The original, and still the best.

Growing up, our house was filled with nothing but classical music and the occasional blast of blues or jazz.  Commercial radio and pop music were not things I discovered until I was about ten years old, and yet for some reason, David Bowie’s music is familiar to me as…as childhood itself.  And this morning, it really did the trick.  For all of us.  By the time the tea was brewing the girls had abandoned their space Lego and were romping and rollicking to “The Jean Genie” (while I thanked every deity I could think of that Miss Malaprop doesn’t yet know the real words to that one), and I was fixing them porridge for breakfast, complete with a lightning bolt of cinnamon sugar across the top à la Aladdin Sane.

Bowie is rock’s original chameleon, a man out of time.  To someone who grew up on a steady diet of Bach, Mozart, Mendelssohn, Chopin, Rachmaninoff and Liszt, his compositions are awe-inspiring: I would love — really love — to learn the piano part to “Life on Mars” one day, and play it on a concert grand.  A Steinway, preferably, like the one my first piano teacher owned.  With as much drama and rubato as I dare.

Shut your mouth, Inner Critic: I wish I new who to credit for this artwork, but I believe the original photograph was taken by Gavin Evans.

Shut your mouth, Inner Critic: I wish I knew who to credit for this artwork, but I believe the original photograph was taken by Gavin Evans.

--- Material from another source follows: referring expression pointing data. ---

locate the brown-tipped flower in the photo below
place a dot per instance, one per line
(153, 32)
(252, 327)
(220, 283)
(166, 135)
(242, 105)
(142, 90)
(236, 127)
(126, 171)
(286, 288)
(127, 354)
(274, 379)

And then there are the lyrics: layered with meaning and richly imaginative, deftly evocative of specific times and places, and yet as relevant today as they were the day they were written.  This morning, packing Miss Marvel’s lunchbox for school, the words that struck me most came from the closing bars of Bowie’s duet with Queen, “Under Pressure”, the part where he’s singing beneath Freddie Mercury’s soaring “Why can’t we give ourselves one more chance? / Why can’t we give love?” vocal line:

‘Cause love’s such an old-fashioned word
And love dares you to care for
The people on the edge of the night
And love dares you to change our way of
Caring about ourselves
This is our last dance
This is our last dance
This is ourselves…

“Last dance,” I told the Inner Critic, daring it to leave.  “Go on, put on your red shoes and dance the blues.”  Daring myself to change my way of caring about myself, to be a hero — just for one day.  And with that, the voice was successfully banished.

I know it will return, no doubt unbidden and relentless as ever, but for now it is gone.

And in the space that remains — all that glorious space that opens up when the Inner Critic has been silenced —  there is room to think, to dream, to forgive myself for the occasional social blunder, and even to wonder: are Marvel Girl and Miss Malaprop old enough to watch Labyrinth yet?